The “Bebete Show” indirectly plays on a widely believed but unsubstantiated rumor that Cresson and Mitterrand are ex-lovers. The program, says Michele Barzach, a former health minister, “has never been so horrible to anyone before [Cresson]; but this attitude–hat women who succeed at the top level in politics must have done so through seduction–s so pervasive among men that they dismiss the reaction of many women to the show as hysterical and paranoid.” Barzach predicts that a daily dose of Amabotte will be “fatal” to Cresson’s image. Pleading innocent to sexism, the “Bebete Show’s” creator, Jean Roucas, last week accused Cresson of “lacking humor.” “The derisory aspect of Amabotte comes from the fact that she’s Mitterrand’s [creature], not the fact that she’s a woman,” Roucas says mildly.
Cresson has made a point of helping other women politicians. Her cabinet includes Martine Aubry, the hardheaded new minister for labor, and Elisabeth Guigou, minister for European affairs–whose steely grasp of technical details and pouting lips once led one weekly to liken her briefings to “Kim Basinger explaining details of European fiscal policy.” But their hopes for future progress may well be pinned to Cresson’s skirts. Last month, right-winger Charles Pasqua, who dismisses Cresson as “zero, extra-extra-zero,” predicted that Cresson’s “failure will penalize women [politicians] for a long time.”

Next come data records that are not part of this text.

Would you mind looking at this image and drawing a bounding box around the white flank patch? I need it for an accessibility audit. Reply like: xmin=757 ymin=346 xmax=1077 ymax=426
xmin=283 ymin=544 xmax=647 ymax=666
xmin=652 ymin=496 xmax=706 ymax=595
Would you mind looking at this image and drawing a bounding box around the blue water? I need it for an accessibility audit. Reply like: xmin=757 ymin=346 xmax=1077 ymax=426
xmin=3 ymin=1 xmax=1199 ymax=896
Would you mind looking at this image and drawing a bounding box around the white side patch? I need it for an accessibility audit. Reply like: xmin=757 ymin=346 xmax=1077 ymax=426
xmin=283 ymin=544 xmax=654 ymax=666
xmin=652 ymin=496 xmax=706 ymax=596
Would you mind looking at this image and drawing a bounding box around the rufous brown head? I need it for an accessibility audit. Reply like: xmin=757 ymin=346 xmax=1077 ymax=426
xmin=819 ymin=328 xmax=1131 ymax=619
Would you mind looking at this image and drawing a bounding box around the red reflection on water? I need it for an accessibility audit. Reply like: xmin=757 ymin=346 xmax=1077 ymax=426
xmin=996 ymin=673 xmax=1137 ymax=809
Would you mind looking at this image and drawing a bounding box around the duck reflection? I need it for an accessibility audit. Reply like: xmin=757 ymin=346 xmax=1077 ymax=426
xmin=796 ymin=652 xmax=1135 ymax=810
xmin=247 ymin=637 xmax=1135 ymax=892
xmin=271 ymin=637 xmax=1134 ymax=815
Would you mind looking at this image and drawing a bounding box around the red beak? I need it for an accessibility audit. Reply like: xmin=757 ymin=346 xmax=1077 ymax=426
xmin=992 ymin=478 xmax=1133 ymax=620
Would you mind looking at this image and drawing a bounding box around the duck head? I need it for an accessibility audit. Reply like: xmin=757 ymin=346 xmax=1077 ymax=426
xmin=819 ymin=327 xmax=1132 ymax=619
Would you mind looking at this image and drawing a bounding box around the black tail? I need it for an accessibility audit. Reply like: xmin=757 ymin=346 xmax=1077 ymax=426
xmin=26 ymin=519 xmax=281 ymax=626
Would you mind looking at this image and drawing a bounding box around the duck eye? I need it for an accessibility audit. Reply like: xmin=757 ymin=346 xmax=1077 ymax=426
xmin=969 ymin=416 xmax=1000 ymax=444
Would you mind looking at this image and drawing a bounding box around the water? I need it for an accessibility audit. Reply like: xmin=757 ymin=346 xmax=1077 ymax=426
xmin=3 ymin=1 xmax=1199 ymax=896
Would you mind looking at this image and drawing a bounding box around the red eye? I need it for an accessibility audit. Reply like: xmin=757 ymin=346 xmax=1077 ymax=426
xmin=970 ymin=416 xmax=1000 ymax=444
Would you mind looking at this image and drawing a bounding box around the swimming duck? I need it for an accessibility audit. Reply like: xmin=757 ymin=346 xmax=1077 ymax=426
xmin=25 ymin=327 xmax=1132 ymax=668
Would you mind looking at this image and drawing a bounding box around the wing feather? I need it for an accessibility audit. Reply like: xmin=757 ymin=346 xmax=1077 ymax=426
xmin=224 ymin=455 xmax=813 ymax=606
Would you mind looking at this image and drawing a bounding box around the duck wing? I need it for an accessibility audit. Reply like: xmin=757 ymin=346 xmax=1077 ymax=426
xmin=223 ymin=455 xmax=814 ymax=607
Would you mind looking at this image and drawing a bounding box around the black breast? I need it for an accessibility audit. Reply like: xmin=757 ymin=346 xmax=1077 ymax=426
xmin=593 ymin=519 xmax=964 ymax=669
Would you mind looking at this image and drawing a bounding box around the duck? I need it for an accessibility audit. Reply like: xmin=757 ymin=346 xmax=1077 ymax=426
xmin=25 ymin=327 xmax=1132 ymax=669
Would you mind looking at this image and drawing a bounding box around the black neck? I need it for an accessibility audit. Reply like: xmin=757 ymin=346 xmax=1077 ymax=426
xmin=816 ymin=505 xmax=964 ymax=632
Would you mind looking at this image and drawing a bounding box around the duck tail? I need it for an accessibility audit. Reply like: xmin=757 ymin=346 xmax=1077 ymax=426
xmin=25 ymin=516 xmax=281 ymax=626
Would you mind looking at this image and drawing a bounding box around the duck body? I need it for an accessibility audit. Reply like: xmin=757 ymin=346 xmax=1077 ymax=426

Cresson almost bit Pasqua’s head off for that one. And she has vowed to fight her other enemies, barb for barb. According to the investigative weekly Le Canard Enchaine, she recently raged to aides, “What they want is a male. Well, I’ll make like a male. They want me to shout. I’ll shout.” But if Cresson thinks this will end her image problem, she hasn’t been reading the TV page. This fall, the “Bebete Show” plans to change her puppet persona from servile and flighty. La nouvelle Cresson: shrewish and authoritarian.